Voss.density: Calculate model density for a given set of parameters
In DstarM: Analyze Two Choice Reaction Time Data with the D*M Method

Description Usage Arguments Details Value Examples

Calculate model density for a given set of parameters

Voss.density(t, pars, boundary, DstarM = TRUE, prec = 3)

LBA.density(t, pars, boundary, DstarM = TRUE, ...)

Wiener.density(t, pars, boundary, DstarM)

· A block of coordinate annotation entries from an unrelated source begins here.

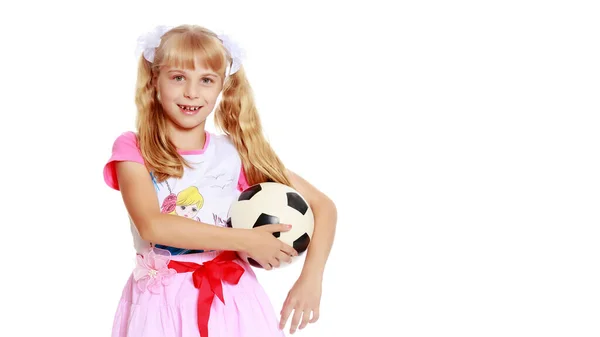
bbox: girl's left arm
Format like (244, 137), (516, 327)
(279, 170), (337, 333)
(287, 170), (337, 279)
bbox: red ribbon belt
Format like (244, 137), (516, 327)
(169, 251), (244, 337)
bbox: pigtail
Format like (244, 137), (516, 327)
(135, 57), (187, 182)
(215, 67), (291, 186)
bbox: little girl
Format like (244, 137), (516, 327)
(104, 25), (337, 337)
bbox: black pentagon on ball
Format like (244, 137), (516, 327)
(252, 213), (281, 238)
(287, 192), (308, 215)
(238, 184), (262, 201)
(292, 233), (310, 254)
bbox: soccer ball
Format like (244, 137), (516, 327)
(227, 182), (314, 268)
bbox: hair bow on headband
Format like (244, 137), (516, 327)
(136, 26), (244, 77)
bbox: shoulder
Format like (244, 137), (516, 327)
(112, 131), (139, 152)
(103, 131), (144, 190)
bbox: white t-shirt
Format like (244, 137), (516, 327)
(104, 131), (248, 255)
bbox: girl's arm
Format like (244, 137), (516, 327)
(116, 161), (249, 251)
(287, 170), (337, 279)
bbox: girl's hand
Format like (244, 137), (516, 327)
(246, 224), (298, 270)
(279, 275), (322, 334)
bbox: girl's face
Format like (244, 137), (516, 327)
(156, 60), (222, 129)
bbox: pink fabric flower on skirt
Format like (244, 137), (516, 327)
(133, 248), (177, 294)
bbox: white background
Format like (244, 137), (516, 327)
(0, 0), (600, 337)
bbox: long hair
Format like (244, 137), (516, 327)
(135, 25), (290, 186)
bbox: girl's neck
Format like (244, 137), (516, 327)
(169, 123), (206, 151)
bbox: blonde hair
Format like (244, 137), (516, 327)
(135, 25), (290, 185)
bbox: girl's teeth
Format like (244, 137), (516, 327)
(181, 105), (199, 111)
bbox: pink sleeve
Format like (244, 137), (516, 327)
(238, 164), (250, 191)
(104, 131), (144, 191)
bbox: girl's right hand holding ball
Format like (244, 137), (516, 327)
(246, 224), (298, 270)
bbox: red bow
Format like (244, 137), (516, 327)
(169, 251), (244, 337)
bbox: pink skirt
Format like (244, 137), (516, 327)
(112, 248), (285, 337)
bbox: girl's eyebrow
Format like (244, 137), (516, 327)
(168, 69), (219, 77)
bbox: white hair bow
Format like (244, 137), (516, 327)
(136, 26), (244, 77)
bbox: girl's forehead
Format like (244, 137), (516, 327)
(161, 57), (217, 73)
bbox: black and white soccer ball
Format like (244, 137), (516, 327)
(227, 182), (314, 268)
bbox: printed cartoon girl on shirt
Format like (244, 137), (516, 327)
(160, 177), (204, 221)
(170, 186), (204, 221)
(155, 181), (204, 255)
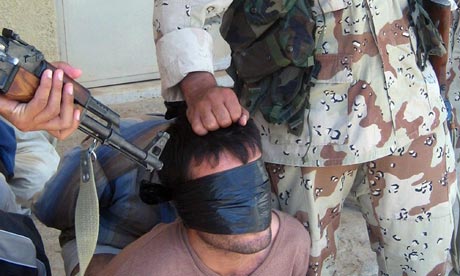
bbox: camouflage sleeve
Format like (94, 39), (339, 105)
(430, 0), (455, 6)
(153, 0), (232, 101)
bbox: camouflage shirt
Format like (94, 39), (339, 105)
(154, 0), (452, 166)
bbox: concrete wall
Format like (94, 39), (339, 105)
(0, 0), (59, 61)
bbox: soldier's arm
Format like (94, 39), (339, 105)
(424, 0), (451, 89)
(0, 63), (81, 139)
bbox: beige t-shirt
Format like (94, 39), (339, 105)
(102, 211), (310, 276)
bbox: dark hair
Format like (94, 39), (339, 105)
(158, 116), (262, 188)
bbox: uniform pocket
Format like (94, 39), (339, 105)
(308, 54), (353, 145)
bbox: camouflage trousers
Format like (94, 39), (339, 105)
(267, 126), (457, 276)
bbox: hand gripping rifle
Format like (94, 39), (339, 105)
(0, 29), (169, 170)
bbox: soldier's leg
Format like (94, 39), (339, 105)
(358, 128), (456, 276)
(0, 173), (21, 213)
(267, 164), (364, 275)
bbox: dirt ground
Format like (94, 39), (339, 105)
(35, 98), (377, 276)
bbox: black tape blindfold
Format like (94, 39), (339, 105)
(174, 159), (271, 234)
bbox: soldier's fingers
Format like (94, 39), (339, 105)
(238, 108), (249, 126)
(212, 103), (233, 130)
(35, 69), (64, 122)
(26, 69), (53, 116)
(187, 108), (208, 135)
(59, 83), (74, 129)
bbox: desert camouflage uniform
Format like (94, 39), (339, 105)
(446, 0), (460, 275)
(154, 0), (456, 275)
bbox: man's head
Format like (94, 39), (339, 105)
(159, 116), (271, 254)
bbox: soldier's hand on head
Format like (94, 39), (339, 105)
(0, 62), (81, 139)
(180, 72), (249, 135)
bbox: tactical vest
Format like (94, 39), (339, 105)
(221, 0), (319, 135)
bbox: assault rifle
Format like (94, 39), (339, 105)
(0, 28), (169, 170)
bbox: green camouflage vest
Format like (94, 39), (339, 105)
(221, 0), (319, 135)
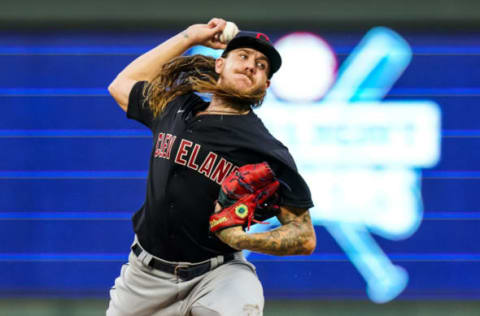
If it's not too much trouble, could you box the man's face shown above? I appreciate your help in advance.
[215,48,270,93]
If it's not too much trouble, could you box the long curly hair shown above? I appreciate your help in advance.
[144,55,266,117]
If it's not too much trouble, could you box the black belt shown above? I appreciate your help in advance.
[132,244,234,281]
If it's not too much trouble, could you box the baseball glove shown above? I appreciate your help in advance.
[210,162,279,232]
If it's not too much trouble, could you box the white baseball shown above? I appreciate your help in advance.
[219,21,238,44]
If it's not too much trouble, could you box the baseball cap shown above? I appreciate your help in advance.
[222,31,282,78]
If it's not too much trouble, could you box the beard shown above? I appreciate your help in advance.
[214,74,266,110]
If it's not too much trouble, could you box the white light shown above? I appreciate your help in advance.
[272,33,337,102]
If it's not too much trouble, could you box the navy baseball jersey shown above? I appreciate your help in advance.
[127,81,313,262]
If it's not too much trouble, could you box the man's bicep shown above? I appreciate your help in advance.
[277,206,311,225]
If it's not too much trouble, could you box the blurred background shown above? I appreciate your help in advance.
[0,0,480,316]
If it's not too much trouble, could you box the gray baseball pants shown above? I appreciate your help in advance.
[107,238,264,316]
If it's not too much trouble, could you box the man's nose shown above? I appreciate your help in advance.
[245,59,255,74]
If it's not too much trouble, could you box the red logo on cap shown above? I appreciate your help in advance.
[257,33,270,42]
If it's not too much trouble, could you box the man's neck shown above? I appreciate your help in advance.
[201,96,250,115]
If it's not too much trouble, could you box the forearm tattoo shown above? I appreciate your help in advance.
[220,211,315,256]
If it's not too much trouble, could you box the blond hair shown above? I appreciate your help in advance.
[144,55,266,117]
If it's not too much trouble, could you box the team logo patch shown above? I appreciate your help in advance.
[235,204,248,218]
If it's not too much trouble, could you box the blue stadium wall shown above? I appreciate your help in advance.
[0,31,480,299]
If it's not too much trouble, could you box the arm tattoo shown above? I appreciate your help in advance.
[231,210,315,256]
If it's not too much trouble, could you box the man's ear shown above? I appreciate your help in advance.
[215,57,225,74]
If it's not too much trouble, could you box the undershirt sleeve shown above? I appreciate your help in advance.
[127,81,153,129]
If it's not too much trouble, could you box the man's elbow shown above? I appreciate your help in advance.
[108,78,128,111]
[303,230,317,255]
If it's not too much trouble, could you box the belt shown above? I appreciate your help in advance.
[132,243,234,281]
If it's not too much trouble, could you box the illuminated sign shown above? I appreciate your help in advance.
[190,27,441,303]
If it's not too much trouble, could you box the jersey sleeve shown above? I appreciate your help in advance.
[127,81,153,129]
[272,150,313,209]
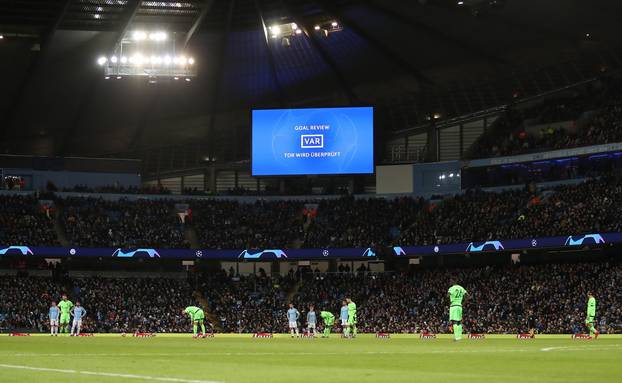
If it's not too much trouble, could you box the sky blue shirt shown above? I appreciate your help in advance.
[339,306,348,319]
[72,306,86,320]
[287,308,300,322]
[48,306,60,319]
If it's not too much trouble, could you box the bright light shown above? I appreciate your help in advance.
[149,32,168,41]
[132,31,147,41]
[270,25,281,36]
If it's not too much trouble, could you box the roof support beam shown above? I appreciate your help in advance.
[55,0,142,156]
[318,0,436,87]
[255,0,287,107]
[205,0,236,158]
[184,0,216,48]
[0,0,71,141]
[366,0,511,66]
[281,0,358,105]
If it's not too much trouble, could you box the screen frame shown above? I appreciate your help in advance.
[250,104,377,179]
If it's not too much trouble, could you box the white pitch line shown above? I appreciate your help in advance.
[0,364,223,383]
[540,344,622,352]
[5,348,533,358]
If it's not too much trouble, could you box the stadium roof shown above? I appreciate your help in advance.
[0,0,622,158]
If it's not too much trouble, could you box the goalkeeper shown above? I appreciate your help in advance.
[320,311,335,338]
[182,306,207,338]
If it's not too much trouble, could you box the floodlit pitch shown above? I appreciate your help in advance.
[0,334,622,383]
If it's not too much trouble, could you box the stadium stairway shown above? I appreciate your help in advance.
[184,224,201,249]
[285,278,304,302]
[192,290,223,332]
[54,204,69,247]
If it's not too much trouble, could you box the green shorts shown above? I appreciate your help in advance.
[59,313,69,324]
[192,310,205,322]
[449,306,462,322]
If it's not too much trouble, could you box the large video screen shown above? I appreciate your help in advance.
[252,107,374,176]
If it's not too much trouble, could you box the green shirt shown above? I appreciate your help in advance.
[587,297,596,317]
[348,302,356,318]
[184,306,201,317]
[447,285,467,306]
[58,300,73,314]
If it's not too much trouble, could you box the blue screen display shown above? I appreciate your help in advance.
[252,107,374,176]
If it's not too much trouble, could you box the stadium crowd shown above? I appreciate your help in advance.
[0,262,622,333]
[469,84,622,158]
[199,272,295,333]
[295,263,622,333]
[0,195,58,246]
[0,276,195,333]
[61,197,189,248]
[0,175,622,249]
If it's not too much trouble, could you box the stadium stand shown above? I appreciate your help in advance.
[468,82,622,158]
[0,262,622,334]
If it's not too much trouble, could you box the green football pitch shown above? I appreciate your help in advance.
[0,334,622,383]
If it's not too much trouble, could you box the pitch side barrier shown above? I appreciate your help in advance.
[0,233,622,261]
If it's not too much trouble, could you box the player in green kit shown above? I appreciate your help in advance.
[182,306,207,338]
[343,298,358,338]
[585,292,600,338]
[320,311,335,338]
[447,283,467,341]
[58,294,73,334]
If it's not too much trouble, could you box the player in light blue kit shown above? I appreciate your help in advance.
[48,302,60,336]
[69,301,86,336]
[307,306,317,337]
[287,303,300,338]
[339,300,349,334]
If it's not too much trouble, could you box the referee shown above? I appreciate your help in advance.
[527,310,536,338]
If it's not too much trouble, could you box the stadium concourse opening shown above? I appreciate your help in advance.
[0,0,622,383]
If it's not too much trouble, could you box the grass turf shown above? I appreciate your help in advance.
[0,334,622,383]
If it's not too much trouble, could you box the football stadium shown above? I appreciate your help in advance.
[0,0,622,383]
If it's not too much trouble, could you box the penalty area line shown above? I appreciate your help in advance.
[0,364,223,383]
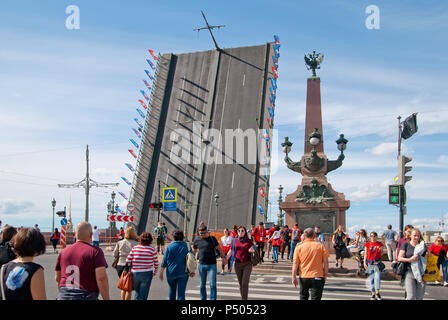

`t`	Time grid for density to be calculated on.
`pars`	Parameter vector where (if `DstarM == TRUE`) the first index contains the boundary parameter, the second contains the drift speed, the third contains the relative starting point, the fourth contains a proportion of the maximum size of the variance on the relative starting point, the fifth contains the standard deviation of the drift speed. if `DstarM == FALSE` then third index of `pars` contains the Ter, the fifth the drift speed, the the sixth contains a proportion of the maximum size of the variance on the relative starting point, the fifth contains the standard deviation of the drift speed, and the seventh contains a proportion of the maximum variance of the Ter.
`boundary`	For which response option will the density be calculated? Either 'upper' or 'lower'.
`DstarM`	Logical, see `pars`.
`prec`	Precision with which the density is calculated. Corresponds roughly to the number of decimals accurately calculated.
`...`	Other arguments, see `dLBA`

These functions are examples of what fun.density should look like. Voss.density is an adaptation of ddiffusion, LBA.density is an adaptation of dLBA, and wiener.density is an adaptation of dwiener. To improve speed one can remove error handling. Normally error handling is useful, however because differential evolution can result in an incredible number of function evaluations (more than 10.000) it is recommended to omit error handling in custom density functions. estDstarM will apply some internal error checks (see testFun) on the density functions before starting differential evolution. A version of ddifusion without error handling can be found in the source code (commented out to pass R check). Note that for in Voss.density if DstarM == FALSE nondecision parameters are implemented manually and might differ from from how they are implemented in other packages. The parameter t0 specifies the mean of a uniform distribution and st0 specifies the relative size of this uniform distribution. To obtain the lower and upper range of the uniform distribution calculate a = t0 - t0*st0, and b = t0 + t0*st0.

A numeric vector of length length(t) containing a density.

t = seq(0, .75, .01)
V.pars = c(1, 2, .5, .5, .5)
L.pars = c(1, .5, 2, 1, 1, 1)
W.pars = V.pars[1:3]
V1 = Voss.density(t = t, pars = V.pars, boundary = 'upper', DstarM = TRUE)
V2 = Voss.density(t = t, pars = V.pars, boundary = 'lower', DstarM = TRUE)
L1 = LBA.density(t = t, pars = L.pars, boundary = 'upper', DstarM = TRUE)
L2 = LBA.density(t = t, pars = L.pars, boundary = 'lower', DstarM = TRUE)
W1 = Wiener.density(t = t, pars = W.pars, boundary = 'upper', DstarM = TRUE)
W2 = Wiener.density(t = t, pars = W.pars, boundary = 'lower', DstarM = TRUE)
densities = cbind(V1, V2, L1, L2, W1, W2)
matplot(t, densities, type = 'b', ylab = 'Density', lty = 1, las = 1, bty = 'n',
        col = rep(1:3, each = 2), pch = c(0, 15, 1, 16, 2, 17), cex = .8,
        main = 'Model densities')
legend('topright', legend = c('Voss', 'LBA', 'RWiener'), lty = 1,
       pch = 15:17, col = 1:3, bty = 'n')